Warehouse Workers for Justice Surveys Will County Warehouse Workers

In recent years, many warehouses have been built in Will County, such as:

The Bissell Warehouse in Elwood, Illinois.

New warehouses along Laraway Road in Joliet.

The Dollar Tree Warehouse in Joliet.



Warehouses in the CenterPoint Intermodal in Elwood, Illinois

CenterPoint Joliet and the Dollar Tree Warehouse in Joliet

JOLIET--The group Warehouse Workers for Justice are investigating working conditions in Will County Warehouses. Warehouse Workers for Justice are clear about their goals:  They want a living wage for warehouse workers and enforcement of already existing labor laws. 

Speaking recently after a meeting of the Interfaith Action Committee, the members said that after a Martin Luther King event last year, the faith community was drawn “into the struggle for warehouse justice.”

It will take a broad base of warehouse workers to make the changes happen, the members said. “The only way to push back is with a broad based organization.”

Another goal will be to move away from a temporary work force staffed by agencies to a mix of temporary and a high percentage of permanent employees, Stephen Jackson said.

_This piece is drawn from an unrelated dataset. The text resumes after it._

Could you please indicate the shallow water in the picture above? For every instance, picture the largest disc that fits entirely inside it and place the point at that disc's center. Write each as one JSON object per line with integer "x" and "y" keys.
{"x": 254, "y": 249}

Underway now is a survey designed to provide a better sense of the hard numbers, WWJ coordinator Abraham Mwaura said.  It’s hoped that the survey and the public hearing will be a “launching pad for policy change,” he said.

Members said the existing Illinois  Day Labor and Temporary Services Act  
provides protections that aren’t being enforced “We believe it’s violated all the time,” Jackson said.

When workers are called in and then wait for hours in a cafeteria before eventually being sent home without pay, it’s a violation of the law, they said. Yet, they receive reports that “It’s broken on a regular basis.” 

Other types of violations reported to the committee include:

·         ~Workers being discouraged from reporting health and safety violations,
·                     ~  Agencies not classifying workers into dangerous categories to avoid 
           paying full workers compensation costs                     
~Splitting hours and paying employees separately for hours worked in each  
  department to avoid fulltime weeks
·                        

Jobs that pay less than a living wage  put a burden on the local economy, too, they said. Seeing warehouse workers in line at the food pantry brought the issue close to home for one pastor. It illustrates “how close these issues are to the churches, “ Abraham Mwaura, coordiantror WWJ said. “They need and deserve a living wage.”

When the survey of workers is completed, a report will be released at a public hearing, Mwaura said.

It’s hoped the results will lead to a policy of enforcing existing labor laws and a movement to provide a living wage for workers.

Anyone wanting additional information about WWJ may visit the website at www.warehouseworker.org or call the hotline at 1-888-DIGNIDAD.


Warehouse Workers for Justice Interfaith Action Committee met recently at Sacred Heart Church in Joliet. They include, from right and clockwise: Eveleyna Washington, Coalition of Black Trade Unionists; Charlotte Droogan, Universalists Unitarian Church of Joliet; Rev. Craig Purchase, Mt. Zion Full Gospel Tabernacle and president of the Joliet chapter of the Rainbow Push Coalition; Abraham Mwaura, coordinator WWJ; Stephen Jackson, for the Diocese of Joliet; and Cindy Marble, a former warehouse worker.